Notes: this one went very smoothly. Interestingly the book doesn't use this approach at all, instead it performs a quadrangle search. Hmm.

## Q10

Q: *Response ranking* &mdash; Write a routine to look up the rank of a selected value in a stream of values.

A: This is the response ranking problem, which I studied in depth early into my time at RC.

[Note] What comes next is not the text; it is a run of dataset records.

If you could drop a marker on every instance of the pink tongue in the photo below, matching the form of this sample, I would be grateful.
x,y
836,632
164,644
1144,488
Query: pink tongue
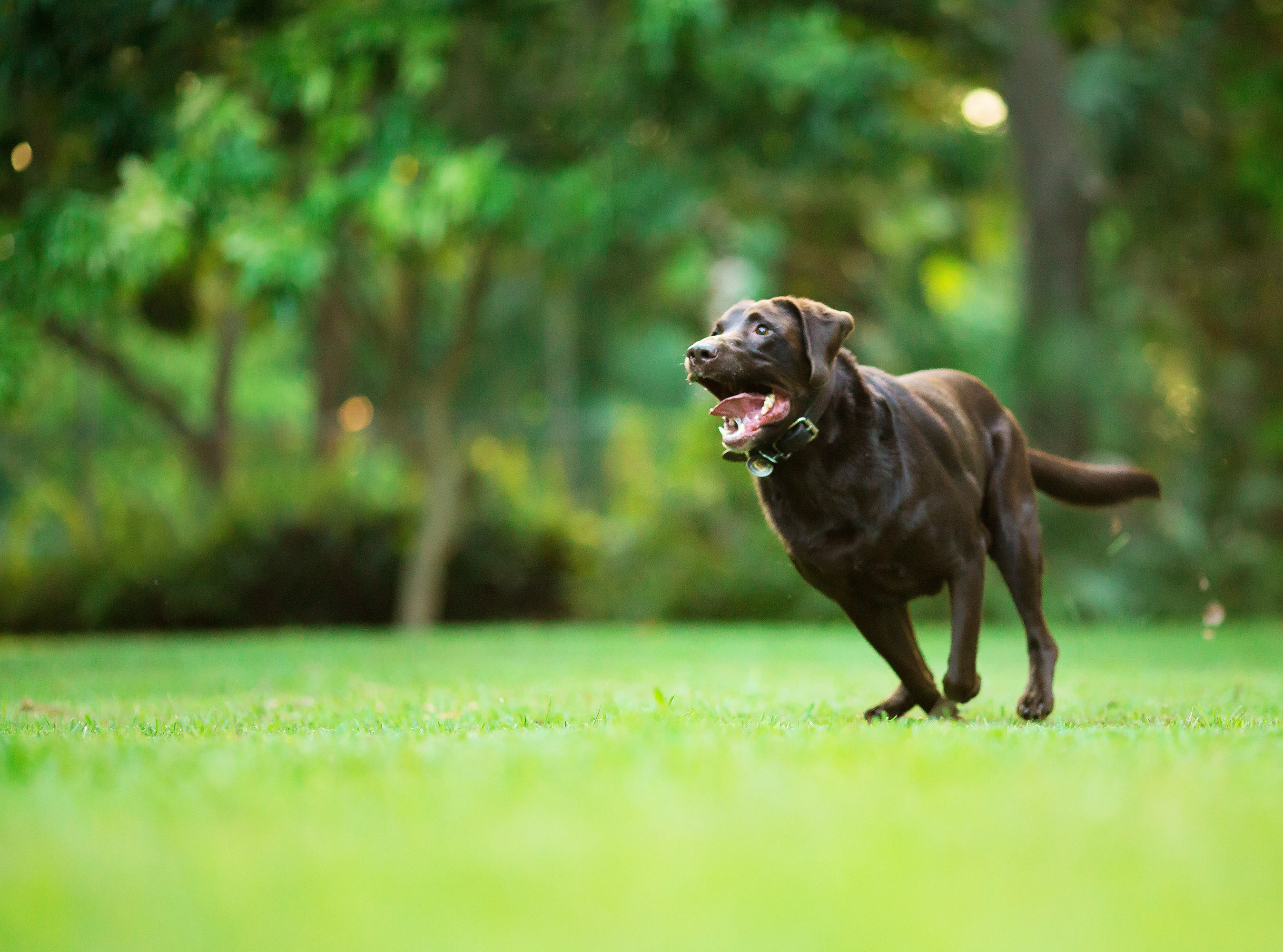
x,y
738,406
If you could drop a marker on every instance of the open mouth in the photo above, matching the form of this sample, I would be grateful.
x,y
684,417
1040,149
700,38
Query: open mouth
x,y
747,415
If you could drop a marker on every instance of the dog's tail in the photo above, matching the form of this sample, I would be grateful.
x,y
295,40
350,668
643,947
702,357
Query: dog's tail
x,y
1087,484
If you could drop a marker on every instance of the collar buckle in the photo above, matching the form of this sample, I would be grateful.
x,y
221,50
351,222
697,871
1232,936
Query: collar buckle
x,y
761,462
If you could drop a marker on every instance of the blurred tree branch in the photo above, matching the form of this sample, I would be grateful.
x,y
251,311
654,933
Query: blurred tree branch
x,y
207,448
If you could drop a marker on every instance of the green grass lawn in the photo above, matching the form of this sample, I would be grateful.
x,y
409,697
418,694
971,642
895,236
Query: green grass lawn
x,y
635,790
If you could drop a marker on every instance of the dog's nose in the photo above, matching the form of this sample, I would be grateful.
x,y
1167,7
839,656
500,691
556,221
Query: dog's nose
x,y
702,351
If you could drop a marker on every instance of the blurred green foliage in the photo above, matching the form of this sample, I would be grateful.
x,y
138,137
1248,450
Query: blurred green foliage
x,y
239,215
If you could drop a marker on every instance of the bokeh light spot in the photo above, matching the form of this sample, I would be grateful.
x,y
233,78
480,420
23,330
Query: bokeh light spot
x,y
985,109
21,157
356,414
405,170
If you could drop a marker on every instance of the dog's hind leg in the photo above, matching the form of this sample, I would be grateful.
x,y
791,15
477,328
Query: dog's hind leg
x,y
967,602
898,705
889,630
1011,516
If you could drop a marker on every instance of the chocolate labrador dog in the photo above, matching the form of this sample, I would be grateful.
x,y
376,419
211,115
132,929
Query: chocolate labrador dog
x,y
887,488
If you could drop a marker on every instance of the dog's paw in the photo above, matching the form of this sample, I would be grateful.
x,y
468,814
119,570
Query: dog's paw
x,y
1036,704
898,705
961,691
945,710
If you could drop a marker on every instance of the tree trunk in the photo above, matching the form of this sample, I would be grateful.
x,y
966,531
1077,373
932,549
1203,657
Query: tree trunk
x,y
331,361
1060,198
424,582
561,365
423,585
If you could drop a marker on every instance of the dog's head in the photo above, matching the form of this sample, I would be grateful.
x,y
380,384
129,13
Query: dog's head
x,y
766,361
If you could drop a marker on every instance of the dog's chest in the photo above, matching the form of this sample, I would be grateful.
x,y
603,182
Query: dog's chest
x,y
843,539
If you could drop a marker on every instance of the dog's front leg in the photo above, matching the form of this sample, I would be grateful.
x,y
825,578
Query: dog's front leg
x,y
967,602
889,630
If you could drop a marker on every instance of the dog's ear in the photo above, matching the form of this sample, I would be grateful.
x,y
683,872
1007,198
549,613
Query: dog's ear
x,y
823,330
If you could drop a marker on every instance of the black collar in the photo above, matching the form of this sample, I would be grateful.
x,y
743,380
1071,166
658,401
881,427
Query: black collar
x,y
761,461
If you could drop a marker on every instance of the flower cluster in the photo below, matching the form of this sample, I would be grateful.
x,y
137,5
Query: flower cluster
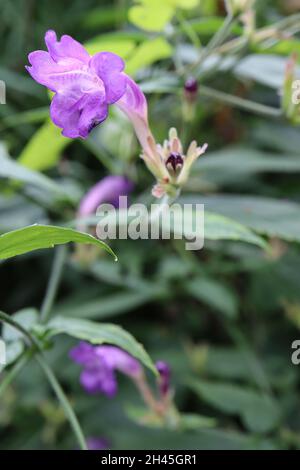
x,y
99,366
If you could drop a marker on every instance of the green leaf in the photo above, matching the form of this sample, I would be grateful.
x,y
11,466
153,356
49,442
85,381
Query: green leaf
x,y
266,69
230,163
216,226
26,317
148,53
272,217
283,47
44,148
106,306
193,421
13,170
13,338
98,333
214,294
151,15
259,412
121,45
36,237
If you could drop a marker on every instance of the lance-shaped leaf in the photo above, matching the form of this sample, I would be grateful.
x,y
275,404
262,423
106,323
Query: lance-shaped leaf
x,y
35,237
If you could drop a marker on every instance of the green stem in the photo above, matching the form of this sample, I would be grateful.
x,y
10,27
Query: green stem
x,y
52,379
63,401
188,30
13,372
58,263
241,103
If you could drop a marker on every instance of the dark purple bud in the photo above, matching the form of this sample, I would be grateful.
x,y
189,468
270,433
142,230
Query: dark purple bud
x,y
174,162
164,380
191,86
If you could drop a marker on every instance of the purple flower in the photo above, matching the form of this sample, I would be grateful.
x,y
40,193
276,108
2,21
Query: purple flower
x,y
85,86
99,366
107,190
164,377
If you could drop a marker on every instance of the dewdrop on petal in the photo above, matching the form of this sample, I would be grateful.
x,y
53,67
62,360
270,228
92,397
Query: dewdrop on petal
x,y
170,165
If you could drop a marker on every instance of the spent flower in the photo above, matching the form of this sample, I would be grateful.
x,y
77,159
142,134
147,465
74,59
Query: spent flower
x,y
169,164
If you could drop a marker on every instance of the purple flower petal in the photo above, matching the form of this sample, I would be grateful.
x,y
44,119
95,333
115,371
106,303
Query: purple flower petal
x,y
118,359
99,365
133,103
78,113
165,373
85,86
99,380
109,68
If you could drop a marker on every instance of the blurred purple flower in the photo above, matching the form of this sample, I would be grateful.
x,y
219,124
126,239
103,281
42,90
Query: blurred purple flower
x,y
85,86
164,377
107,190
99,366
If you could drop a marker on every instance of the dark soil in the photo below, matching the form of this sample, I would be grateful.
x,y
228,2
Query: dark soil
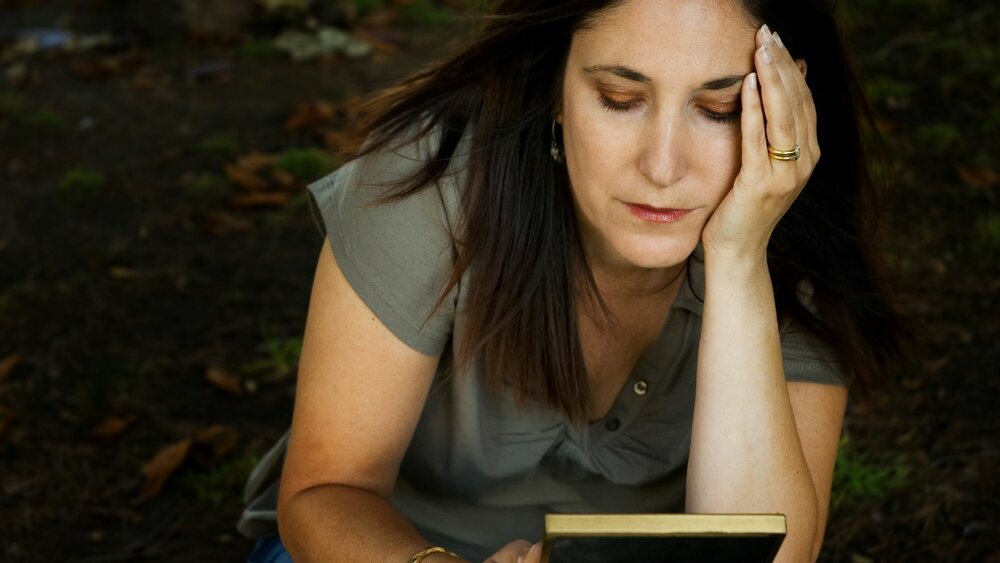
x,y
117,296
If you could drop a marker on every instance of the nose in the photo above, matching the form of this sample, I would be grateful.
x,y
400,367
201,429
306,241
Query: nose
x,y
663,152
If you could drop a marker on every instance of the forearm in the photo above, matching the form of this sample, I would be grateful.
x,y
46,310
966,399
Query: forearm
x,y
342,523
745,452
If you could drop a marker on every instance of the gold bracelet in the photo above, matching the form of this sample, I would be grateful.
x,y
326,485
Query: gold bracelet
x,y
419,556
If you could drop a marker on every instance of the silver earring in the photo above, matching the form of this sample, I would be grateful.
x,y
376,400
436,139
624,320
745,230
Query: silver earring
x,y
555,151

The book recommends using a binary search tree. I could also use a hash map, which is simpler to implement.

## Q11:

Q: Sort an array into alternating peaks and valleys (e.g. single-length monotonic subsequences). For example: `0 5 3 4 1 7`.

In [39]:
def peakValleySort(arr):
    new_arr = arr[:2]
    curr_idx = 1
    curr_offset = 1
    
    if arr[0] > arr[1]:
        curr_desire = "peak"
    else:
        curr_desire = "valley"
    
    while len(new_arr) < len(arr):
        if arr[curr_idx + curr_offset] <= new_arr[curr_idx] and curr_desire == "valley":
            new_arr.append(arr[curr_idx])
            arr = arr[:curr_idx + curr_offset] + arr[curr_offset + 1:]
            curr_idx += 1
            curr_offset = 1
        elif arr[curr_idx + curr_offset] >= new_arr[curr_idx] and curr_desire == "peak":
            new_arr.append(arr[curr_idx])
            curr_idx += 1
            curr_offset = 1
        else:
            curr_offset += 1
    return new_arr

The idea is to "run forward" until we find an element that matches our desired condition, and then splice into the output array, before resetting the search at the next element.

Some version of the code above will work, although it's not run/tested at the moment.

Best-case runtime would be $O(n)$. Worst-case runtime would be $O(n!)$. We can expect $O(mn)$ runtime, where $m$ is a function of the sortedness of the array.